きっと大した話じゃないよね

 ついこの間まで凛とした細い線だった月が
 半分の大きさでは足らないと言うように
 ぷっくりと大きくなってきた。
 向こうの方で星が一つ、二つ瞬く。
 「月が綺麗だし、もう一駅、歩いちゃう?」
 マッコリが気持ちよく体に回って、私達の足はぐんぐんと伸びやかに進む。
 ビルとビルの合間にヒールの音が楽しそうに響く。
 あんなこともあったね、こんなこともあったねと話していると、
 歩いた距離が1歩歩けば2歩分。
 2歩歩けば3歩分とぐんぐん短くなるような気がする。
 気の合う友人と話していると、時間も疲れもあっというまに吹き飛んでしまう。
 
 道路まで鬱蒼とした影を落とす神社の前を通ると、
 木々の間から賽銭箱の前に車座で座っている人たちが見えた。
 スーツをぽいっと境内に広げて、
 コンビニで買ってきたらしい袋を賽銭箱の上に置いて、
 ごそごそとビールを取り出しては乾杯している。
 おおよそ10人。
 お社の中まで入って酒盛りしているなんて初めて見掛けた。
 奉られている神様は、怒らないかな。
 お酒の席で逆に嬉しいかもね。
 境内から、男性ばかりの楽しそうな酒盛りの声が漏れ聞こえてきて、私達はクスクス笑う。

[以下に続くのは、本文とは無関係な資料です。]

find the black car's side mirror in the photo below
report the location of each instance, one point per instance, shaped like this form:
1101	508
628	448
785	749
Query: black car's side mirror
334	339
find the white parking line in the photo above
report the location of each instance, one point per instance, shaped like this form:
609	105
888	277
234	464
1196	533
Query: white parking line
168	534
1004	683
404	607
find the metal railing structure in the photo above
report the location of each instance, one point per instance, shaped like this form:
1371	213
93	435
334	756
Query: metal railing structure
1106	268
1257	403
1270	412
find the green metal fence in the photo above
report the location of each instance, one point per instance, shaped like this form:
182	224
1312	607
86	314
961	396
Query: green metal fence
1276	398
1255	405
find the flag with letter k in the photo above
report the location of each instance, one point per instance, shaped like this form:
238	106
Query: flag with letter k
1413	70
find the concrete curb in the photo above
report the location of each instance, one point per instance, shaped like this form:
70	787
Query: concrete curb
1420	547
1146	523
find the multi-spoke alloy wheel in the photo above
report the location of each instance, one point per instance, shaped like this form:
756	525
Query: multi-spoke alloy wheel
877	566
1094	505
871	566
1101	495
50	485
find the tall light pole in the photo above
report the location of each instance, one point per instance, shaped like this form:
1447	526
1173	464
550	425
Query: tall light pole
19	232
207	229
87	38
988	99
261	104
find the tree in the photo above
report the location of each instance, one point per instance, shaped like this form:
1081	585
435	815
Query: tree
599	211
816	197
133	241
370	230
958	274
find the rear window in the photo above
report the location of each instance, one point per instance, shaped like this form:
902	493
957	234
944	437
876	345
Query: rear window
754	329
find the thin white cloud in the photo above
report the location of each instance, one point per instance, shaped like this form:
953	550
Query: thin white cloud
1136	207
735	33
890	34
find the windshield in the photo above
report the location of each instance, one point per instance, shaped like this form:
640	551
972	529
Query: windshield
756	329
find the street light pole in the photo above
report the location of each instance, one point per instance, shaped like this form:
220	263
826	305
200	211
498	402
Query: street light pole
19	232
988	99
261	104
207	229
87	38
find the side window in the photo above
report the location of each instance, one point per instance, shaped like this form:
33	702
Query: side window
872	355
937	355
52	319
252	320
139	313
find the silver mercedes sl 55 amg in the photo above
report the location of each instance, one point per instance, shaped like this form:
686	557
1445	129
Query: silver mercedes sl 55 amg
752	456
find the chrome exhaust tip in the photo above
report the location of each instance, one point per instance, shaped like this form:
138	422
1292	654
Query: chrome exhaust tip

 強い風が一瞬吹いて、頭上の木々がざわりと揺れて一緒に笑ったような気がした。



 入ろうとした珈琲屋さんは閉店僅か10分前で、別の候補の珈琲屋さんへテクテク歩く。
 「そういえば、鮎が解禁されたわね」
 「行きたいけれど鮎はねえ・・・」
 寂しい自分達のお財布に頼るより、鮎は親と行くべきじゃないかと皮算用。
 美味しい鮎も届くけど、お店に行って食べてもみたい。
 果たしてこの我儘は叶うかどうか神のみぞ知る。
 「あなたが行ったら教えてね」と、情報交換には余念なし。
 
 「私、ここの皮膚科に行ってるの」と友人が言えば
 「ここの美容院に」と私が言う。
 思った以上に重なる部分が多くて、嬉しくなってまた笑う。
 知り合ってからもう7年。
 自分が知らない時に知ってる場所で擦れ違っていたかもしれない。
 そんなこともとても楽しい。
 
 飴色の空間の中で、美味しい珈琲を飲みながらまた話す。
 後になって思い返すと、とても印象深い話の合間に
 一体何を話していたのか?と思う時間がある。
 不思議に思い出せないけれど、それが何とも言えず「楽しかった!」という思いを熟成させる。
 きっと大した話じゃないけれど、
 人といるときに一番大切な何かの時間。
 
 恋愛?政治?夢?これから?天気?消息?それ以外?
 なんだかわからないけれど、確かに「その人」とでなければ醸し出されない何かの空間。
 そんな時間が共有できる私は確かに凄く幸せ者だ。
 
 誰かではなく「その人とだけの何かの空間」、「何かの雰囲気」。
 これからも大好きな人達と、そんな時間を共有していけたらいいな。
 
 帰り道に見上げた空は
 雲一つなく、月は家の陰に隠れてチラチラと星が煌いていた。
 そういえば、今はもう蛍の季節でもあるのじゃないか?
 気がつけば、家々の庭から虫たちの声が幾つも重なって聞こえる季節になっていた。
 明日もきっと、良い天気に違いない。